The arrangement provides, after the employee provides proof of coverage for the payment to, or reimbursement of, an eligible employee for medical care expenses incurred by the employee or the employee’s family members (as determined under the terms of the arrangement).

The amount of annual payments and reimbursements do not exceed $4,950 ($10,000 for family) with amounts to be indexed for increases in cost of living.

The arrangement is provided on the same terms to all eligible employees of the eligible employer.

To be an eligible employer that may offer a QSE HRA, the employer may not be an applicable large employer (ALE) and may not offer a group health plan to any of its employees.

The Departments’ prior guidance concluded that employer payment plans (EPPs) and non-integrated health reimbursement arrangements (HRAs) are group health plans that fail to comply with the group market reform requirements that prohibit annual dollar limits and that require the provision of certain preventive services without cost sharing.

Because a QSE HRA is statutorily excluded from the definition of a group health plan, the group market reform requirements do not apply to a QSE HRA. With respect to EPPs and HRAs that do not qualify as QSE HRAs, the Departments’ prior guidance continues to apply.

The statutory exclusion of QSE HRAs from the group health plan definition is effective for plan years beginning after December 31, 2016. With respect to plan years beginning on or before December 31, 2016, the Cures Act provides that the relief under IRS Notice 2015-17 applies.

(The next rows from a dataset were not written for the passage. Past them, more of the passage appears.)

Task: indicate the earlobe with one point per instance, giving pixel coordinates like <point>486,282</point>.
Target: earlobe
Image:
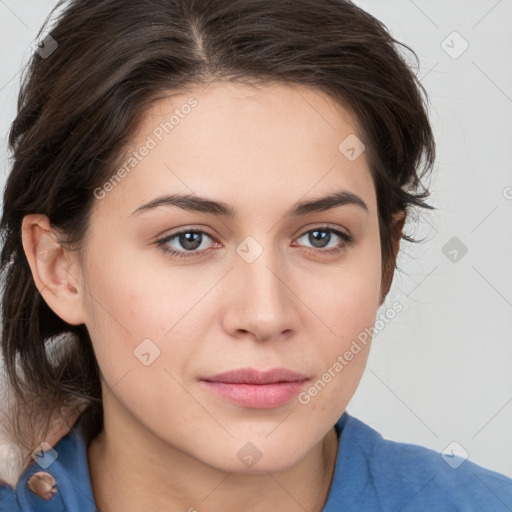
<point>397,226</point>
<point>53,269</point>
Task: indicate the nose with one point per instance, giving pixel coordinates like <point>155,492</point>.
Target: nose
<point>261,303</point>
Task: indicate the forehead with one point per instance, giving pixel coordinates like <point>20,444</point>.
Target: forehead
<point>269,145</point>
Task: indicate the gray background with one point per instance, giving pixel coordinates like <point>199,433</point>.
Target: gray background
<point>440,372</point>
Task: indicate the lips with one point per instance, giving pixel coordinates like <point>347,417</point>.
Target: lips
<point>255,389</point>
<point>251,376</point>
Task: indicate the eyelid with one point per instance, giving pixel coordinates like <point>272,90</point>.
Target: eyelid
<point>347,239</point>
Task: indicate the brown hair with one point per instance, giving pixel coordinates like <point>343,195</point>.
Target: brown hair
<point>84,94</point>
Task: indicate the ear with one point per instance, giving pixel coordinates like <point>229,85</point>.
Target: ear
<point>398,221</point>
<point>55,271</point>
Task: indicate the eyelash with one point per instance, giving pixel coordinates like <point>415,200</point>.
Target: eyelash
<point>347,241</point>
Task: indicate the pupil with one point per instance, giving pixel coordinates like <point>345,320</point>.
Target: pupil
<point>190,240</point>
<point>316,240</point>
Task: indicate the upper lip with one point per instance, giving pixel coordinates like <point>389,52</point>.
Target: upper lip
<point>252,376</point>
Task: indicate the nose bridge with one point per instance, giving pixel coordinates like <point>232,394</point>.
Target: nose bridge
<point>263,302</point>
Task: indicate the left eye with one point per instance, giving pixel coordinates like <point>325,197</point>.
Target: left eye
<point>192,240</point>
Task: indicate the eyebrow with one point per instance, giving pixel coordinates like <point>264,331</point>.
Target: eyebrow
<point>201,204</point>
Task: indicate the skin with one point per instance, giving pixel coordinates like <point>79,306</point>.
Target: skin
<point>168,443</point>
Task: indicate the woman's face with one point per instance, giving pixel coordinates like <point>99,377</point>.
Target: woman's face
<point>272,285</point>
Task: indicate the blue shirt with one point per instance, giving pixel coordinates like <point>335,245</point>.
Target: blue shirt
<point>371,474</point>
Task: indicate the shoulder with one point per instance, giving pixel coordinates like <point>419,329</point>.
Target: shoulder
<point>402,476</point>
<point>57,480</point>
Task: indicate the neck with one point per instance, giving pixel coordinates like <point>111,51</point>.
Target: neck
<point>132,470</point>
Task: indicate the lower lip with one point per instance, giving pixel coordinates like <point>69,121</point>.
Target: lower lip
<point>256,396</point>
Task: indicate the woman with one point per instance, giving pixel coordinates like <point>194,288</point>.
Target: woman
<point>202,219</point>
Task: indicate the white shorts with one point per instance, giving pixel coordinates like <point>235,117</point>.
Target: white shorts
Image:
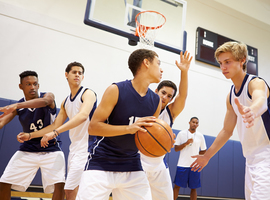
<point>257,183</point>
<point>23,166</point>
<point>160,184</point>
<point>76,165</point>
<point>98,185</point>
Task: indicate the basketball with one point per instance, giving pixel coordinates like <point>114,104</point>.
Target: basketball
<point>157,141</point>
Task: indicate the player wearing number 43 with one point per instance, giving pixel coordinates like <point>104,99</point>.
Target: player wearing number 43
<point>247,107</point>
<point>79,107</point>
<point>36,111</point>
<point>156,168</point>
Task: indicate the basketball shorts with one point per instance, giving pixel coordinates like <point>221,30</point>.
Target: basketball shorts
<point>257,182</point>
<point>186,178</point>
<point>160,184</point>
<point>23,166</point>
<point>97,184</point>
<point>76,165</point>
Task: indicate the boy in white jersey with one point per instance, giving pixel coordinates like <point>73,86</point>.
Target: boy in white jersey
<point>36,111</point>
<point>248,108</point>
<point>156,168</point>
<point>78,107</point>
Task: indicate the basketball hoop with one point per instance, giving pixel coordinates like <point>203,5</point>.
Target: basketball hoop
<point>147,23</point>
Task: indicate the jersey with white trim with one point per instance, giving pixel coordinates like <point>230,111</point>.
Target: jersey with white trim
<point>79,137</point>
<point>34,119</point>
<point>254,140</point>
<point>151,164</point>
<point>185,159</point>
<point>119,153</point>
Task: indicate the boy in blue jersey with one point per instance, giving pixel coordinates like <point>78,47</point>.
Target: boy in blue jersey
<point>114,162</point>
<point>248,107</point>
<point>79,107</point>
<point>36,111</point>
<point>156,169</point>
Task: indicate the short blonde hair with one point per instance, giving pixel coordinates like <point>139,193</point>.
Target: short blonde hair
<point>238,50</point>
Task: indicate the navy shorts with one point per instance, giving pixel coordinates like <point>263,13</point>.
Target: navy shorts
<point>186,178</point>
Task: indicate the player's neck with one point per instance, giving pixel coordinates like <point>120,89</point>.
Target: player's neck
<point>74,89</point>
<point>238,80</point>
<point>140,86</point>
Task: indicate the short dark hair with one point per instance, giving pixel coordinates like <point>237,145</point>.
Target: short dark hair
<point>136,58</point>
<point>73,64</point>
<point>167,83</point>
<point>27,73</point>
<point>194,118</point>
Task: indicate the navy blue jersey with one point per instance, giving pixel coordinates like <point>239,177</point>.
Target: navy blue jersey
<point>119,153</point>
<point>34,119</point>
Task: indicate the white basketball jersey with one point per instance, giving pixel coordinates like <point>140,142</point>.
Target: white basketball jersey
<point>79,135</point>
<point>152,164</point>
<point>254,140</point>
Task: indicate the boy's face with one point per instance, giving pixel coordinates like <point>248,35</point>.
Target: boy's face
<point>228,65</point>
<point>75,75</point>
<point>29,86</point>
<point>166,95</point>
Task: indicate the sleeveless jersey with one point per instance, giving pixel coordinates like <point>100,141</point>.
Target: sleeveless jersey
<point>79,137</point>
<point>119,153</point>
<point>34,119</point>
<point>254,140</point>
<point>157,163</point>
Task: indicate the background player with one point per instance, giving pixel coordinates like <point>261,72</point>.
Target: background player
<point>114,163</point>
<point>156,168</point>
<point>78,107</point>
<point>36,111</point>
<point>190,142</point>
<point>248,107</point>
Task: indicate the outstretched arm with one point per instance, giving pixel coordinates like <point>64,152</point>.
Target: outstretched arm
<point>46,100</point>
<point>223,136</point>
<point>179,103</point>
<point>98,126</point>
<point>259,92</point>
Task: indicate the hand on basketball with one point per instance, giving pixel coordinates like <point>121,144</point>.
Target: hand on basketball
<point>184,61</point>
<point>7,109</point>
<point>200,162</point>
<point>247,114</point>
<point>138,125</point>
<point>21,137</point>
<point>44,142</point>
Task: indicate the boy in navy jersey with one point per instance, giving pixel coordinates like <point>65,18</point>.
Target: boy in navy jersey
<point>248,107</point>
<point>36,111</point>
<point>114,162</point>
<point>79,107</point>
<point>156,169</point>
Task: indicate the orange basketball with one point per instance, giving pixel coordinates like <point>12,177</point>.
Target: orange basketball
<point>157,141</point>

Under the extension provided by the Cures Act, for plan years beginning on or before December 31, 2016, the tax penalty will not be asserted for any failure to satisfy the market reforms by EPPs that pay, or reimburse employees for, individual health policy premiums or Medicare Part B or Part D premiums, with respect to employers otherwise eligible for the relief under Notice 2015-17. These employers are not required to file IRS Form 8928 solely because they had such an arrangement for the plan years beginning on or before December 31, 2016.

The Cures Act’s extension of the relief is limited to EPPs and does not extend to stand-alone HRAs or other arrangements to reimburse employees for medical expenses other than insurance premiums. Also, as an employer-provided group health plan, coverage by an HRA or EPP that is not a QSE HRA and that is eligible for the extended relief under the Cures Act would be minimum essential coverage. This means that a taxpayer would not be allowed a premium tax credit for the Marketplace coverage of an employee, or an individual related to the employee, who is covered by an HRA or EPP other than a QSE HRA.

Practically speaking, the Departments’ prior regulations and guidance continue to apply to EPPs and HRAs that do not qualify as QSE HRAs, including arrangements offered by employers that are not eligible employers as defined under the Cures Act, such as ALEs.